# howto detect if some host is running openvpn service?

## shallpion

If I know the IP of some machine and I want to know if it is running openvpn service, what should I do? I tried to use nmap but what I can see is only there is a udp port open, but not sure it is for openvpn. Is there any tools can do this job? Thanks.

----------

## richard.scott

Due to OpenVPN being encrypted I would guess that the only way to see if its OpenVPN listening on a port is to try and connect a client to it.

In my experience, nmap doesn't seem to provide any extra info other than the ports open

Rich

----------

## d2_racing

Do you have a physical access to it ?

If so, just plug a hub on it and then start wireshark on your box.

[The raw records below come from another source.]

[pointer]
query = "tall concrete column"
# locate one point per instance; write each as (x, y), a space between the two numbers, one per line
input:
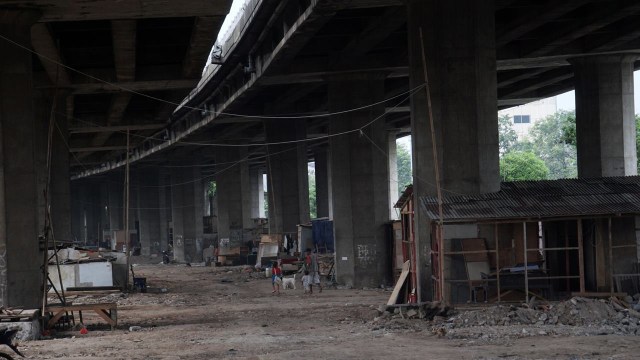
(187, 199)
(322, 182)
(58, 176)
(359, 182)
(20, 256)
(287, 176)
(115, 201)
(605, 117)
(60, 192)
(230, 193)
(257, 193)
(459, 41)
(148, 212)
(164, 208)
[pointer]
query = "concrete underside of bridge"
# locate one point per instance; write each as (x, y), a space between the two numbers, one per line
(63, 69)
(294, 70)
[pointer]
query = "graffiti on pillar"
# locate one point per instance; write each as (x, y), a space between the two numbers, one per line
(366, 253)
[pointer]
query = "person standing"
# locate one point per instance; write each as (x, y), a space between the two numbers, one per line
(276, 278)
(311, 265)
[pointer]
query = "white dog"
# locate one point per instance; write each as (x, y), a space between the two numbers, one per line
(289, 282)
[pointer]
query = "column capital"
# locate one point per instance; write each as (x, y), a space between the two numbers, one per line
(18, 20)
(357, 76)
(610, 58)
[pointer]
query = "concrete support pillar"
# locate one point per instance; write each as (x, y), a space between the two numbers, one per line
(231, 200)
(322, 182)
(359, 182)
(20, 255)
(287, 176)
(59, 192)
(393, 175)
(115, 201)
(605, 117)
(164, 208)
(187, 199)
(459, 41)
(257, 193)
(148, 212)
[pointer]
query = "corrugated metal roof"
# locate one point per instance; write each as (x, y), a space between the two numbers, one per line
(542, 199)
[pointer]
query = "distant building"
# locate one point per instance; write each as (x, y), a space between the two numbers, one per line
(523, 117)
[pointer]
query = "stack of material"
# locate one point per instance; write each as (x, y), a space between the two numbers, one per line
(268, 248)
(81, 268)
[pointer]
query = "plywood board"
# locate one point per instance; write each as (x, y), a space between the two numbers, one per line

With that, you will be able to sniff all the communication and since you use a hub, it's invisible  :Razz: 

----------

## shallpion

Well I am afraid not  :Sad: 

----------

## malern

You can use the -sV option with nmap

 *Quote:*   

> −sV: Probe open ports to determine service/version info 

 

It's pretty good at working out what service is running on a port.

----------

## richard.scott

nmap -sV doesn't provide any results for me for port 1194... its as if its not even open (even tho OpenVPN Server is running and working).

Rich

----------

## shallpion

I am not sure if I am correct : nmap by default doesn't scan high port, so you can try

nmap -p 1-65536 -sU localhost

----------

## d2_racing

Indeed, you need to specify the range ports.

----------